Dari sini kita dapat memahami bahwa kejahatan adalah istilah yang digunakan untuk orang yang melakukan kejahatan atau hal-hal buruk dan menyimpang dari ajaran yang benar. Dari tafsir para ulama tentang arti kefasikan, dapat dipahami bahwa kefasikan adalah orang yang meninggalkan kebenaran dan tidak melakukan apa yang diperintahkan-Nya. Pada tingkat kedua, atau yang disebut tingkat mitologis, adalah pencarian makna denotatif dari kata jahat.
Ash-Shiddieqy, dalam tafsirannya, percaya bahawa penekanan pada perkataan "buruk" adalah bertujuan untuk mengelakkan umat Islam daripada tergesa-gesa membuat keputusan yang kemudian disebarkan secara meluas sebelum keadaan sebenar diketahui. Oleh itu, perkataan jahat tidak ditafsirkan sebagai makna sebenar, kerana kebanyakan al-Quran menyebut untuk menunjukkan orang yang kufur (Ash Shiddieqy, 2000, hlm. 3915).
ببسلا صوصبخ لا ظفللا مومعب ةبرعلا
Tahap kedua membahas sistem mitologi dengan melihat asbabu nuzul dan konteks sosio-historisnya untuk menemukan makna bahwa orang fasik diartikan sebagai pendusta atau penyebar berita bohong. Hal ini dapat diketahui karena kata tersebut tidak menunjukkan nama dan tidak ada al ta’rif yang menjadi syarat isim menjadi ma’rifat (pasti) (Hāsimī, 2018, hlm. 61). 13 dari berita menunjukkan larangan untuk menerima berita langsung dari orang fasik dan menerima berita dari orang benar (Ash Shiddieqy, 2000, p. 3915).
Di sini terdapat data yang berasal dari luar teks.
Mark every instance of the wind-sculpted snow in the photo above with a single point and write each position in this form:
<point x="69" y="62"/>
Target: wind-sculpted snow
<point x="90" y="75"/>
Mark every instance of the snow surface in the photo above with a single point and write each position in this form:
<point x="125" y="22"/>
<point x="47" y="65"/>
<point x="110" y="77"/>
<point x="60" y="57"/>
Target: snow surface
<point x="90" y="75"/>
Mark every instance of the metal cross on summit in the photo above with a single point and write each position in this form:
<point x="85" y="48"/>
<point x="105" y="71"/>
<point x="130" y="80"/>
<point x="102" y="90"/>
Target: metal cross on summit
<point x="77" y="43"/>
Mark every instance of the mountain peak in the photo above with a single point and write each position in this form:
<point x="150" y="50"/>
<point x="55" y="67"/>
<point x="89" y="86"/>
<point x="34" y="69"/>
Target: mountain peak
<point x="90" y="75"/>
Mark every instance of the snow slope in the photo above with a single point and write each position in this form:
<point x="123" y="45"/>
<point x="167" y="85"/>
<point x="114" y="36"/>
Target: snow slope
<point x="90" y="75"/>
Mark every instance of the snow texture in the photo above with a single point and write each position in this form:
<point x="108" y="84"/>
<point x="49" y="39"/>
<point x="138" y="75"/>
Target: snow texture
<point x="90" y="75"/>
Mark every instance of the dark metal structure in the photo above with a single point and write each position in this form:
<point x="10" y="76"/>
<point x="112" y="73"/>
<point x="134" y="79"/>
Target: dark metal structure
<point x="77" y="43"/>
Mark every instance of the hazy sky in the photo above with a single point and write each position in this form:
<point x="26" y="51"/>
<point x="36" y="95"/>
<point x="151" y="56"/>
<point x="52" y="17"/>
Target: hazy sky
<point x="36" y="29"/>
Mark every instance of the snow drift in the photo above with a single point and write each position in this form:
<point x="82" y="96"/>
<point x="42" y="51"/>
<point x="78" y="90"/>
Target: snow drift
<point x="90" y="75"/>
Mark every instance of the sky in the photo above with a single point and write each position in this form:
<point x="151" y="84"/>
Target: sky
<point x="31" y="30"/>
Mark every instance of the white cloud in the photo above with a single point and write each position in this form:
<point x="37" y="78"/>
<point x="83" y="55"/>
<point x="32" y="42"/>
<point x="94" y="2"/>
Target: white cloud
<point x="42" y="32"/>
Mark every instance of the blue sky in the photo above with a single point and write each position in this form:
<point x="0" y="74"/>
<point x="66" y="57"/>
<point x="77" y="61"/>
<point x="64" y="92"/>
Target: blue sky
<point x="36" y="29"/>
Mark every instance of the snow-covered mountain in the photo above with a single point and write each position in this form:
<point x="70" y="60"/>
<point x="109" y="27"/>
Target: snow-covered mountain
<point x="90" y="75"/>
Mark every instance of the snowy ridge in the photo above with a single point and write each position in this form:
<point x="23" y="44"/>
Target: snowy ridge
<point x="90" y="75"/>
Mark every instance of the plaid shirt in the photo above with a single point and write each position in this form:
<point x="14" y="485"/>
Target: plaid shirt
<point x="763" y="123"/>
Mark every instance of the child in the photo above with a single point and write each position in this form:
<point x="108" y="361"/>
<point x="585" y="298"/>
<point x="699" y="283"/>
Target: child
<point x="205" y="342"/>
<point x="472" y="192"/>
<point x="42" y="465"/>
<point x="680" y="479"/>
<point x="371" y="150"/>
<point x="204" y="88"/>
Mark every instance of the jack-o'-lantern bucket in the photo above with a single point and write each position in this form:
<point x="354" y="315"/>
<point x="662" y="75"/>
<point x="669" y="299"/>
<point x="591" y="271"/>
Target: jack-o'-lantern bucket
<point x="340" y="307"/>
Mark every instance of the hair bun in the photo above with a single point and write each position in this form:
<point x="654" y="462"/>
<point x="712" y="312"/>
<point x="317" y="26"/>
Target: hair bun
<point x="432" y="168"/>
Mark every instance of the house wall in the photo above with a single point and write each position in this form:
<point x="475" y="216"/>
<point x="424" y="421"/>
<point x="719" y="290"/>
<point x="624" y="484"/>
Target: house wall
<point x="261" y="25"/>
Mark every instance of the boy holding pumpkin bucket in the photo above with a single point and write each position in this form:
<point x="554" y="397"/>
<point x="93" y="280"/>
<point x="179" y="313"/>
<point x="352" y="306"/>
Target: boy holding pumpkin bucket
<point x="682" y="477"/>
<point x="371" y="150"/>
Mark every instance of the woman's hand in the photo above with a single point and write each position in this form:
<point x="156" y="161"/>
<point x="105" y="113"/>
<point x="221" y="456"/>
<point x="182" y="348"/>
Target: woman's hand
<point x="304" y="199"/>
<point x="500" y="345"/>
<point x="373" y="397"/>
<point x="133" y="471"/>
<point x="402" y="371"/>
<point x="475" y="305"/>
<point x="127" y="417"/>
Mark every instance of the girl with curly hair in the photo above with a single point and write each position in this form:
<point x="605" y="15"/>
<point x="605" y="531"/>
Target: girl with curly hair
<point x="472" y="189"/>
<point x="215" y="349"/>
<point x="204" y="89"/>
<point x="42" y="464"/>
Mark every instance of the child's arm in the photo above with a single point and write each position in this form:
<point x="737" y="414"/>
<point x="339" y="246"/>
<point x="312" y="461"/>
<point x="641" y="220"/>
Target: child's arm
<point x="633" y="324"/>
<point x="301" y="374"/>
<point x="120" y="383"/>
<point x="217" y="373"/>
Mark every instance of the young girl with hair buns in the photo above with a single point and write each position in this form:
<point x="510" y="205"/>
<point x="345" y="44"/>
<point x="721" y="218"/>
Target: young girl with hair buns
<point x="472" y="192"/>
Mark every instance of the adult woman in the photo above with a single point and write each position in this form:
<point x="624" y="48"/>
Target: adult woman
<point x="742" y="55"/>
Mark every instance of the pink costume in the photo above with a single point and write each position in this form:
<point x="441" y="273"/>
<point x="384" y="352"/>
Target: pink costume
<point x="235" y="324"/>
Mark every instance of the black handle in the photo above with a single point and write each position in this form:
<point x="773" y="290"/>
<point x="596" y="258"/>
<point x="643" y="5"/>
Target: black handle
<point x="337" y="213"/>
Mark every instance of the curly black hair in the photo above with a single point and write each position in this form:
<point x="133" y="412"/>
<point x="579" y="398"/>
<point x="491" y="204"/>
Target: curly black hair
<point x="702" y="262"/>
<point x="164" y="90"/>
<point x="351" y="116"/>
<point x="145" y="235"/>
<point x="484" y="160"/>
Pendapat Al-Qurthubi ialah berita yang datang dari orang yang soleh adalah amanah, sehingga boleh dipercayai. Sedangkan berita yang dibawa oleh orang fasik adalah berita yang tidak jelas kesahihannya, maka tabayyun hendaklah dibuat sebelum menerimanya. Melalui ayat tersebut, Allah SWT berpesan kepada umat Islam agar lebih berhati-hati dalam menerima dan menyebarkan berita.
Hal ini dimaksudkan agar umat Islam tidak menjadi biang keladi kesalahan yang sangat merugikan umat. Era yang canggih ini menuntut umat Islam untuk waspada dan mengkaji kembali kebenaran suatu berita. SWT memerintahkan umat Islam untuk lebih berhati-hati dalam menerima dan menyebarkan berita.
Inilah yang menjadikan tanda seorang mukmin atau orang jahat menurut al-Ḥujurāt [49]: 6. Hal ini dilakukan untuk mengetahui otentisitas dan kebenaran suatu berita sebelum diterima dan disebarluaskan. Ada beberapa hal yang perlu diperhatikan dalam menyelidiki sebuah berita, antara lain jujur dalam menyelidiki berita, tidak mengada-ada atau membelokkan, menyelidiki keaslian berita sesuai fakta dan data, serta bertanggung jawab atas berita yang disebarkannya. (Oknita dan Restiviani.
Berdasarkan penjelasan di atas, dapat diungkapkan bahwa semua teks Al-Qur'an dapat dipahami tidak hanya melalui apa yang tertulis, tetapi pesan yang tersirat di dalamnya. Jika tidak meneliti ayat tersebut, maka kata fasik berarti orang yang keluar dari Islam. Kemudian tingkat kedua mencari arti dari mitos, yaitu yang dimaksud di sini dengan kejahatan, pendusta, atau penyebar berita bohong.
Kemudian mesej dalam ayat tersebut merupakan bentuk kecintaan Allah SWT kepada umat Islam. Tafsir al-Ṭabarī: Al-musammá Jāmi' al-bayān fī ta'wīl al-Qur'ān (Dār al-Kutub al- 16'Ilmīya, Ed.; al-Ṭab'ah 6).